What is the time complexity of Minimum Distance Between Three Equal Elements I?

The optimal solution for Minimum Distance Between Three Equal Elements I runs in O(n) time and uses O(n) space. We traverse the array once to build the index map and then check each unique element's indices, leading to linear time complexity.

What is the brute force solution for Minimum Distance Between Three Equal Elements I?

The brute force approach for Minimum Distance Between Three Equal Elements I is Brute Force, with O(n³) time complexity and O(1) space complexity. We can check all combinations of three indices to see if they point to the same value. This method is straightforward but inefficient as it checks every possible triplet. The optimal Optimal Solution approach improves this to O(n).

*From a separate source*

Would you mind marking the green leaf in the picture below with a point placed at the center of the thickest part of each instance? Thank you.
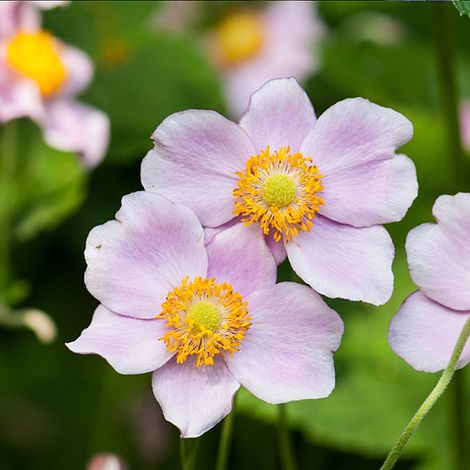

What algorithm or data structure is used to solve Minimum Distance Between Three Equal Elements I?

Minimum Distance Between Three Equal Elements I uses the following concepts: Array, Hash Table. The recommended patterns to study are: Hash Map, Array.

What are the interview tips for Minimum Distance Between Three Equal Elements I?

Explain your thought process clearly. Discuss edge cases like arrays with fewer than three elements. Practice similar problems to build confidence.

What are common mistakes when solving Minimum Distance Between Three Equal Elements I?

Not checking if there are at least three indices for an element. Confusing the distance formula with simple index differences.

#3740

Minimum Distance Between Three Equal Elements I

Easy

ArrayHash TableHash MapArray

LeetCode ↗

Approaches

Brute ForceOptimal

Complexity Comparison

	Brute Force	Optimal Solution★
Time	O(n³)	O(n)
Space	O(1)	O(n)

💡

Intuition

Time O(n)Space O(n)

We can use a hash map to store the indices of each element. This allows us to quickly find the distances between indices of the same element without checking all combinations.

⚙️

Algorithm

3 steps

1Step 1: Create a hash map to store lists of indices for each unique element in nums.
2Step 2: For each element with at least three indices, calculate the distance using the first three indices.
3Step 3: Return the minimum distance found or -1 if no valid tuples exist.

solution.py11 lines

1def minDistance(nums):
2    from collections import defaultdict
3    index_map = defaultdict(list)
4    for i, num in enumerate(nums):
5        index_map[num].append(i)
6    min_dist = float('inf')
7    for indices in index_map.values():
8        if len(indices) >= 3:
9            dist = abs(indices[0] - indices[1]) + abs(indices[1] - indices[2]) + abs(indices[2] - indices[0])
10            min_dist = min(min_dist, dist)
11    return min_dist if min_dist != float('inf') else -1

ℹ

Complexity note: We traverse the array once to build the index map and then check each unique element's indices, leading to linear time complexity.

1Using a hash map reduces the number of checks needed.
2Focusing on indices of repeated elements allows for quick distance calculations.

Solutions and explanations are original Tejav content. Problem titles © LeetCode — use the LeetCode button above for the full problem statement.